Quentin Tarantino: Bring in the Pooper Scooper

Quentin Tarantino: Bring in the Pooper Scooper

When Pulp Fiction first hit the movie theaters many years ago, everyone in my generation was enthralled. Every sentence we spoke had a Pulp Fiction quote in it. For instance,

 “Any time of the day is a good time for pie

Yeah, well the days of me forgetting are over, and the days of me remembering have just begun”

“Hamburgers: the cornerstone of any nutritious breakfast.”

The movie resonated with us all on deeply different levels. It was hip, had great music and was done by a movie director out of nowhere. he came on to the scene as a quirky guy with no real film school experience. He was a director of the people.  It was around the same time that Clerks came out and it felt like a whole new film movement was about to come about. Our generation felt that we would have our version of past film movements of cinema verite or film noir.  Tarantino could do no wrong. Then he kind of settled and stopped being an upstart for a while.

The Wolf was one of my favorite characters and I loved when they would just state “bring in the wolf” for he was the problem solver. A room filled with spilled blood and guts? No problem! bring in the wolf. That stayed with me and I would occasionally throw in that phrase in various workplace moments. That is how warped my sense of humor is and perhaps why Californians just don’t get me.

What I didn’t know back then, Is that I would go on to become the wolf of the workplace.

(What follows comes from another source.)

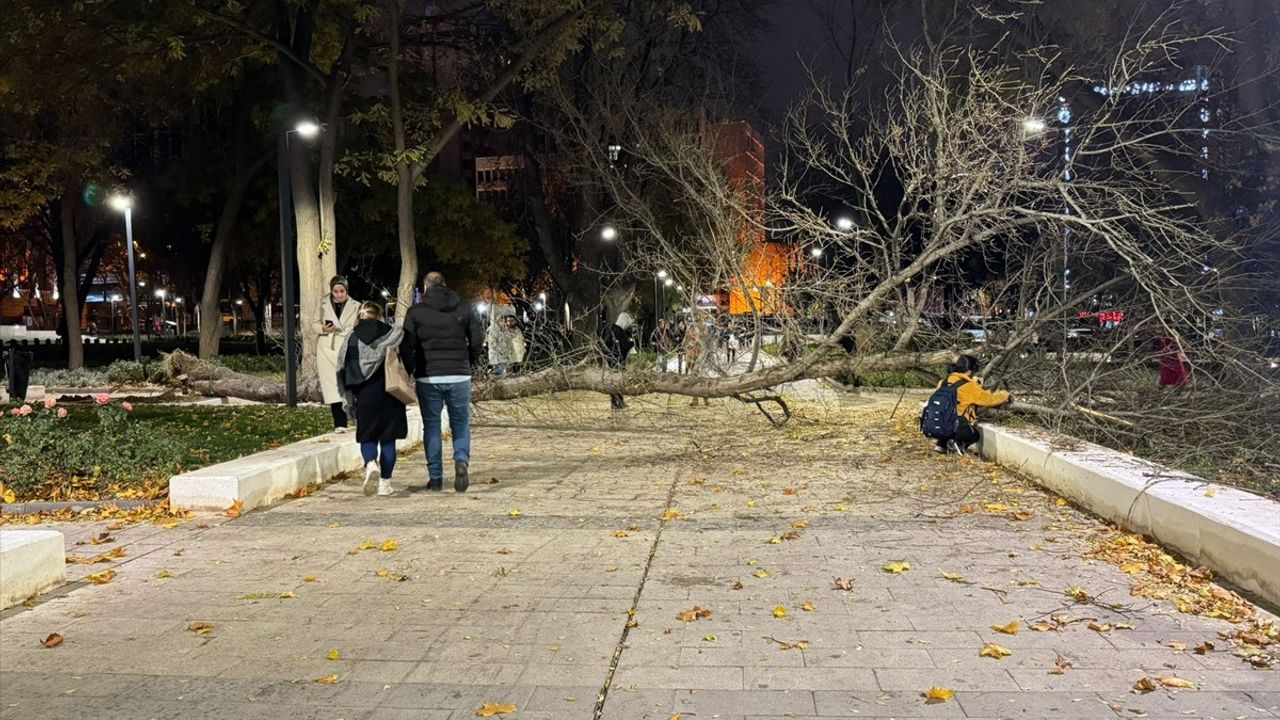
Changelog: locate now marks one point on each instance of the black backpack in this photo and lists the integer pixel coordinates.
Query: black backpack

Well, that is not quite accurate. The wolf comes in and cleans the gory mess so it appears that it never happened; whatever “it” is. I, on the other hand, am brought in to clean up the poop. My job is not to make it so that it never happened it is just to clean up the mess and get people to think it won’t happen again. Which is near impossible, as poop always happens.

I wish I was the wolf, but instead I am the pooper-scooper.   Admittedly, even though I am not the wolf I state use his quotes in certain situations. Recently, while in a horrific meeting with an ego-maniac, I thought to myself: “Just because you are a character doesn’t mean that you have character.”  Yes, the Wolf was always right.

My very first day at my past job, I had to prepare a report for a face-to-face meeting with some key people. Not a problem. i am a fast writer (or so I have become one as a result of such instances). The problem was that i had to write a report justifying why no one had done any substantial project work till that point. That was an uncomfortable first meeting. Thereafter, two weeks after, actually, I had to present data at a national conference. Not a problem, I’m a great speaker (or so I have become one as a result of so many instances). Problem was that the data was faulty and mediocre at best. It wasn’t my data. Wasn’t my methodology. But I had to present it in the best light possible. I had to pooper-scoop.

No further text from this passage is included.